7 QiHuaSanPan 气化三盤
Qi Transforms the Three Layers
"There's two big influences in my work: the sea and the river. Both water. You would think that time would be more compatible with the tide. Time and tide, this daily up and down. But somehow, I think there's a lot to be learned about time by the river."
-- Andy Goldsworthy, "Rivers and Tides"
This is the first movement I had real trouble with understanding from the text.
https://twitter.com/bonkydog/status/1524785350924566529?s=20
Really needed the video to get this one at all. Needed to see how this movement feels.
For me, in my current practice, this movement feels like a river, how it meanders over the course of seasons, how its banks define its movement, but its movement changes its banks.
How water rains down and soaks through the soil, merging with itself, a confluence, an inexorable flow toward the sea.
Sometimes rushing, sometimes, languid, but the power is always there, the power to submerge, to erode, to dissolve, to wash away barriers, to leak through any crack
and broaden it
Practice feels like this, how it flows through us with repetition, warming in morning, cooling at night.

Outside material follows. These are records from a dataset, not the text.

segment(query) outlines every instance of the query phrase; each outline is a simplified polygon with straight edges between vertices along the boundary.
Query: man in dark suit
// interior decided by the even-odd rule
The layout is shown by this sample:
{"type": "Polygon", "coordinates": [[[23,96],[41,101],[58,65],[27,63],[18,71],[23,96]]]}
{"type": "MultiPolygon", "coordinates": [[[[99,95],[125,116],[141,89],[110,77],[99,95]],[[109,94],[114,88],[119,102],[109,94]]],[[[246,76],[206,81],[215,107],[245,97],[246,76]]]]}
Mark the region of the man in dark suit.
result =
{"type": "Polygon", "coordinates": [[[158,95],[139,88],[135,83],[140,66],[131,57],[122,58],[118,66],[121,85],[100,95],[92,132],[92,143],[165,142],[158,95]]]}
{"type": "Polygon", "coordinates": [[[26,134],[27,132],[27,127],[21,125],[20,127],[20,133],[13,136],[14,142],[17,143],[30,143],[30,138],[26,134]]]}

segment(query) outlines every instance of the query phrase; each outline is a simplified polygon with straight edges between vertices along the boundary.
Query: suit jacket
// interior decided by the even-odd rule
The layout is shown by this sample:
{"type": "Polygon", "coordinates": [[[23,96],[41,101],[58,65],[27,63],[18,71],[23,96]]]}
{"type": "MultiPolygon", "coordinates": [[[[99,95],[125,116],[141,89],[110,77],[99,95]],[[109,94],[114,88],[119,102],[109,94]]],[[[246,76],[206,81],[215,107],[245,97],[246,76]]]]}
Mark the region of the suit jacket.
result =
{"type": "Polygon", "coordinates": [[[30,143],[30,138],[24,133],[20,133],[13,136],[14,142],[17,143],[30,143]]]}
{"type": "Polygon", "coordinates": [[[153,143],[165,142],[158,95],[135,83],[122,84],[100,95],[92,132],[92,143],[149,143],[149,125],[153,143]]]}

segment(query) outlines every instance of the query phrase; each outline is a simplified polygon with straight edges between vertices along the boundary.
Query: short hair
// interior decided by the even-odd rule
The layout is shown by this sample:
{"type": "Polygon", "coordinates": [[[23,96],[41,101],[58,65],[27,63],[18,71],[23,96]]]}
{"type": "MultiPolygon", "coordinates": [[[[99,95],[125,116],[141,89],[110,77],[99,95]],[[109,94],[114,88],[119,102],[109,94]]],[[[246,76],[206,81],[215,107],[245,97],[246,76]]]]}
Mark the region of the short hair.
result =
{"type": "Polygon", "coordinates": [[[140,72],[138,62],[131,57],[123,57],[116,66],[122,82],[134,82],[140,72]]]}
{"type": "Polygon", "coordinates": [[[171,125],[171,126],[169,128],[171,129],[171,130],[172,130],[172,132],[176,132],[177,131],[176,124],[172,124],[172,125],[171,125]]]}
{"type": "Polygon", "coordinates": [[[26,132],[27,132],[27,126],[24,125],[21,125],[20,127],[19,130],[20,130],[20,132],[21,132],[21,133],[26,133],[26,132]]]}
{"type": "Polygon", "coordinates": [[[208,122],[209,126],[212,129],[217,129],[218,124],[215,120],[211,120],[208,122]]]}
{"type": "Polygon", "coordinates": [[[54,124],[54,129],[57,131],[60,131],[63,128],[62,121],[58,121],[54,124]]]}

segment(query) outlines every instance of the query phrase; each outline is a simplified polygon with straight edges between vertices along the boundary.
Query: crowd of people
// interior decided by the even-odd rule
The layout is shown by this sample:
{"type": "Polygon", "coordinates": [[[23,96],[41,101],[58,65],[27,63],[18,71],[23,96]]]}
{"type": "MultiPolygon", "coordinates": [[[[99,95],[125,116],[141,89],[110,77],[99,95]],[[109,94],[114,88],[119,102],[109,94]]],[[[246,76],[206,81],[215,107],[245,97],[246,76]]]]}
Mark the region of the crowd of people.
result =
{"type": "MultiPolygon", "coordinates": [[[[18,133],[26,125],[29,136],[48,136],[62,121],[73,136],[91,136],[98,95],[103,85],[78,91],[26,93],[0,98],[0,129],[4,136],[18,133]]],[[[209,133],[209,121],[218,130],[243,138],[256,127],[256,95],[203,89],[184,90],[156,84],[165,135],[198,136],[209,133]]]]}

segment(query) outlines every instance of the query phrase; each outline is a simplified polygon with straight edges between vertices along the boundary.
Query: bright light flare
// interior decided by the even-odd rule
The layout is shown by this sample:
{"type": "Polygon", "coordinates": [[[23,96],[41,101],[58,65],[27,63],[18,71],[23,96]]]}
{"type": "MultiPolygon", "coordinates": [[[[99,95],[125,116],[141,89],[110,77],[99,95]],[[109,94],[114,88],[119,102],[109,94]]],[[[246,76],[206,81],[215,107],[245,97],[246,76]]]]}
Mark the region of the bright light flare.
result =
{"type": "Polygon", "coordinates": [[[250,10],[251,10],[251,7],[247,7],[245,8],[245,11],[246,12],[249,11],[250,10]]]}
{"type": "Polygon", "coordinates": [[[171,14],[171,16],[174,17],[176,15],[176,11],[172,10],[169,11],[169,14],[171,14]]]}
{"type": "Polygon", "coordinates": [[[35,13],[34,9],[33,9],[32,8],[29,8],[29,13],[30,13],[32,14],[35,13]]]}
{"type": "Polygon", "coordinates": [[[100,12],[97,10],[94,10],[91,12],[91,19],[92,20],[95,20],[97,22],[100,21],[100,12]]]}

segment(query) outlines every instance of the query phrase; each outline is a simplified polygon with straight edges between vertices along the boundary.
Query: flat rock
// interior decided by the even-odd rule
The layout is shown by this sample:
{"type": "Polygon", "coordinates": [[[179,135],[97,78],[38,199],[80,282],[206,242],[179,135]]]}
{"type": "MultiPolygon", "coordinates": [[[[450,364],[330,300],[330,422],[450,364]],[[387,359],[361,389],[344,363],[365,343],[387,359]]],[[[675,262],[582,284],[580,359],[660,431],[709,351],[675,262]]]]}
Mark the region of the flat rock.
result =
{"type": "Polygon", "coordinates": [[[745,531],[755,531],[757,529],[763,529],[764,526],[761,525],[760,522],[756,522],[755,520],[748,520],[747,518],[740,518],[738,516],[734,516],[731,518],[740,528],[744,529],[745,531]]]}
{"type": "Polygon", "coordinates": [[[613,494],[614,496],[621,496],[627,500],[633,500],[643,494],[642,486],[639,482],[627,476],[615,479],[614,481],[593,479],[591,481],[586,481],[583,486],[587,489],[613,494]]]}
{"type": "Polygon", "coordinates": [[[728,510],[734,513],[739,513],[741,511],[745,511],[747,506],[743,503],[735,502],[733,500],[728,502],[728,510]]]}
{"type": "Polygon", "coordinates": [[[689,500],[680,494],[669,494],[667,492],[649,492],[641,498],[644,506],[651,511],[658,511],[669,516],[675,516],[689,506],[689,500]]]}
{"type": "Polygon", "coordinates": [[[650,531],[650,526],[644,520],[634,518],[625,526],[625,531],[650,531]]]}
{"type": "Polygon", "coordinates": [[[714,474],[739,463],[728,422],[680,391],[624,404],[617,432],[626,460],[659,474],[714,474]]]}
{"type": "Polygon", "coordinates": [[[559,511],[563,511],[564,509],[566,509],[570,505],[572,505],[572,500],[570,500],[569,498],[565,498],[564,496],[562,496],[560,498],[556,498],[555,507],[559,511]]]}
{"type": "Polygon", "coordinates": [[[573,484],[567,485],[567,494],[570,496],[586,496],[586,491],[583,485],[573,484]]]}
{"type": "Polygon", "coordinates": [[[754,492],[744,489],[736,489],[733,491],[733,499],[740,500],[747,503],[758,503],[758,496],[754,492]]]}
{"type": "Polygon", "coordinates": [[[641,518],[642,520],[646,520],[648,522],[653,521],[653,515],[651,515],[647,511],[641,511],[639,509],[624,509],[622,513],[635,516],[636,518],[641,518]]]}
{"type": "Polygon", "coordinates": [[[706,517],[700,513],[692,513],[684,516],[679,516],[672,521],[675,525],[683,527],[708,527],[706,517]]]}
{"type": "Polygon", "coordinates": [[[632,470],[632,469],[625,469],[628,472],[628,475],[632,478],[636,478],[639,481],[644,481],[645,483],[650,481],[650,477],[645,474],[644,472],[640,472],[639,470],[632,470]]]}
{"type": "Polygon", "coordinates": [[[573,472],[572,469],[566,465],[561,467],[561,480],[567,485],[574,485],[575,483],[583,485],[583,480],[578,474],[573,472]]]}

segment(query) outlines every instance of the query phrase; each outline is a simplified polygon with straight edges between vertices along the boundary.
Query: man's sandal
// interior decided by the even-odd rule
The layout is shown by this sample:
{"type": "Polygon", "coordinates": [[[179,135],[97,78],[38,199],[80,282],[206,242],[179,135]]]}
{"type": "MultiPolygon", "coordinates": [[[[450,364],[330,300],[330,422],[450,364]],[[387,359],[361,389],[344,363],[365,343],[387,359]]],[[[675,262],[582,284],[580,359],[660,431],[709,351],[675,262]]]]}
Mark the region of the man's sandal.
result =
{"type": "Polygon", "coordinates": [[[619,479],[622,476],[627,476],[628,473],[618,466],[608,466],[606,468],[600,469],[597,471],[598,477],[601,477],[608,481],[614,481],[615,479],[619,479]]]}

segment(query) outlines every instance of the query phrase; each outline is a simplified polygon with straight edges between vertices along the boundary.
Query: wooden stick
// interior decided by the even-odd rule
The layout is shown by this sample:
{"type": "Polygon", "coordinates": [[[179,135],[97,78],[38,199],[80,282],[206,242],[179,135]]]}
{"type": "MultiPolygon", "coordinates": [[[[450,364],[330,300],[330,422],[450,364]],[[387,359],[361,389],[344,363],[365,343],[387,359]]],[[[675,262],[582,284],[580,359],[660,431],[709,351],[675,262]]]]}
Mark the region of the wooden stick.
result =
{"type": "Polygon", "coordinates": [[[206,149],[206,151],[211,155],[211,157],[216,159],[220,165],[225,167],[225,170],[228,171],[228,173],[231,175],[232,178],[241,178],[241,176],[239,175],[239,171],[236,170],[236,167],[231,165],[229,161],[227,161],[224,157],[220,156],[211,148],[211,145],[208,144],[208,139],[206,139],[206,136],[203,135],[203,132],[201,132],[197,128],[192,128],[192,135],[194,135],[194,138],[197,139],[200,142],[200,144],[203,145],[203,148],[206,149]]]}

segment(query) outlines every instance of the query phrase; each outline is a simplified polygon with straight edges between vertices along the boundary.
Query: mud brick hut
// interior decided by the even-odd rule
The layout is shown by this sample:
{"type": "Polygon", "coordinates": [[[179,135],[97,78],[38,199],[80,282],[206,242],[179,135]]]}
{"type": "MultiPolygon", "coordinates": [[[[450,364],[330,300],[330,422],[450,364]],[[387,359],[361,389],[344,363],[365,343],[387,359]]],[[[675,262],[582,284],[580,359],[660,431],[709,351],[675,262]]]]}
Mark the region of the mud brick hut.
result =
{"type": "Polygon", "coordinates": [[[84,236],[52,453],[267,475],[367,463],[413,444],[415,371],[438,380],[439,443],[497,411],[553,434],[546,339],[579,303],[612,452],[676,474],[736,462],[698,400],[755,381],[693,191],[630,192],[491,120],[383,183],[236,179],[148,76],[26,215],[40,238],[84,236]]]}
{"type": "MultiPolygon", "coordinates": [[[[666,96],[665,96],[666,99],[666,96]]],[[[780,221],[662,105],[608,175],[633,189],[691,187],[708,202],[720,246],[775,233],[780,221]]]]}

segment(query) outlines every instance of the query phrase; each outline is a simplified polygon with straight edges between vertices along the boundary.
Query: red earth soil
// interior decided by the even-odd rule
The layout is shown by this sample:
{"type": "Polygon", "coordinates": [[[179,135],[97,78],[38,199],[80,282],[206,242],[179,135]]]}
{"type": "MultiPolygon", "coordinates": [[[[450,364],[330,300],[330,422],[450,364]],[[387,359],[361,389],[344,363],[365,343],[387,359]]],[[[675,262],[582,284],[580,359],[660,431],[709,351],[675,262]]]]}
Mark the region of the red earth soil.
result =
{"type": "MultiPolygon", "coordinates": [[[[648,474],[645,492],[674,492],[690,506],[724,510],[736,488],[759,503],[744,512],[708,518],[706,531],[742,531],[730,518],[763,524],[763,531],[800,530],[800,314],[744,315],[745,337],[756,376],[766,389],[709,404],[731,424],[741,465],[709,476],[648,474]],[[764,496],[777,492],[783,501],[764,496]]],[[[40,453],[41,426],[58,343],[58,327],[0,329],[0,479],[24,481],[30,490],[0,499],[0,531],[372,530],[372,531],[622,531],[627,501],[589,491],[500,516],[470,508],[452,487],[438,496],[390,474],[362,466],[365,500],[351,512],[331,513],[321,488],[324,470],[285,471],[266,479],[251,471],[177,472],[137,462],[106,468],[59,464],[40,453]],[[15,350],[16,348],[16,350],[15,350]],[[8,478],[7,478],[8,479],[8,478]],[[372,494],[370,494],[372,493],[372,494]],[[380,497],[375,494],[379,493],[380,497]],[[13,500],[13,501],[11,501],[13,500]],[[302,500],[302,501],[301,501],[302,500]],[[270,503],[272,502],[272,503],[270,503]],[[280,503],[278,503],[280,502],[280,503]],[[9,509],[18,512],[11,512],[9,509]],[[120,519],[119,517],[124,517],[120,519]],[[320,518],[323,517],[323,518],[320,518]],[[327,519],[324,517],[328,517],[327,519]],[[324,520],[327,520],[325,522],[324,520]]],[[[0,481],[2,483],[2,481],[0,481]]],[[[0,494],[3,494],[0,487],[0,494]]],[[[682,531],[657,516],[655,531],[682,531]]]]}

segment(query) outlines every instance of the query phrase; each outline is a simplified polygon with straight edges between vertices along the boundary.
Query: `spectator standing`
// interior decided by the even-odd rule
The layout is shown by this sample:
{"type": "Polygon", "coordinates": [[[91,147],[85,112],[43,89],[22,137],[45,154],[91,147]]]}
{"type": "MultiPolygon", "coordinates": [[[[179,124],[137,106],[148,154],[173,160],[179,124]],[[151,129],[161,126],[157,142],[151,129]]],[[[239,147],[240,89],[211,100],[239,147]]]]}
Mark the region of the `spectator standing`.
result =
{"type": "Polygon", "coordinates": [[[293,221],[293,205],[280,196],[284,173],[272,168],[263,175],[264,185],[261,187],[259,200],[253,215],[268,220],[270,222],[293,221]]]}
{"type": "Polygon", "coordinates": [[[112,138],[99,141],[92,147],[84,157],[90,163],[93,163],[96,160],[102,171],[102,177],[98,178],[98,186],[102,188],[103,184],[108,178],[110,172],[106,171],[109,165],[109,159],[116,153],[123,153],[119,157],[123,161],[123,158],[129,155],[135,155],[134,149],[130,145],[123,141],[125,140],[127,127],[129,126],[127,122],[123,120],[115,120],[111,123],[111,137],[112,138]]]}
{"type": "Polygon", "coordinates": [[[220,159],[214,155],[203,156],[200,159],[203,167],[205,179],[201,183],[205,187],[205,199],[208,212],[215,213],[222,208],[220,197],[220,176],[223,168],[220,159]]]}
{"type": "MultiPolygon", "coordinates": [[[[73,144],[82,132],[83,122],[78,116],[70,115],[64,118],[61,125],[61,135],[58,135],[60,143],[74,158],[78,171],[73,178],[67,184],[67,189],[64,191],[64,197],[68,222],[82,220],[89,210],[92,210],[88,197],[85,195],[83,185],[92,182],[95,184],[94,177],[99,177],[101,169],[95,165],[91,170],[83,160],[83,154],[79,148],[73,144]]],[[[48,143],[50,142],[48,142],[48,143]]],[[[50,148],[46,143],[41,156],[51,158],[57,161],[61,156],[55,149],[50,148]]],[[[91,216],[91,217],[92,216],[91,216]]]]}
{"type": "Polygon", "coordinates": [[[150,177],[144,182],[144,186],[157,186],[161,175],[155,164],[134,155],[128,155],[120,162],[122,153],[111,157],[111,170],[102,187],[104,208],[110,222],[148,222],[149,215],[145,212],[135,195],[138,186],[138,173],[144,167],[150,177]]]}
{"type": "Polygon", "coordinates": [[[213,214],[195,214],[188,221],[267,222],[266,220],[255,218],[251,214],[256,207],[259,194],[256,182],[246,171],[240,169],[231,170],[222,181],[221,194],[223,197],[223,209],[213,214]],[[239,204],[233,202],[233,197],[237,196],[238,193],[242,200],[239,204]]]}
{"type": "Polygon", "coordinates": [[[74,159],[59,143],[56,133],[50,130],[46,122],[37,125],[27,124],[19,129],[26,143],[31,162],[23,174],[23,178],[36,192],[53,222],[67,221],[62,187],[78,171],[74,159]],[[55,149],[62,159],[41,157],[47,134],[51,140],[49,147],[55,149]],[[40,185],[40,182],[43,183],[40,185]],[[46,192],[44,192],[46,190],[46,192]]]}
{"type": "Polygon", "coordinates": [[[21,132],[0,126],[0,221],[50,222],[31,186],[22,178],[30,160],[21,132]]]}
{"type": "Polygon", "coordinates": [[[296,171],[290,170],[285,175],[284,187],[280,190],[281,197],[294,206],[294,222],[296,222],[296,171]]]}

It changes us, and is itself changed. Each day is like a turn in a river, the S curve of time.
"So if I had to find something that would join the year together, it would be something like the river. The river is a river of stone, a river of animals, a river of the wind, a river of the water, a river of many things. A river is not dependent on water. We're talking about the flow. And the river of growth that flows through the trees and the land."
-- Andy Goldsworthy, "Rivers and Tides"
Everything seeming separate flows to the sea.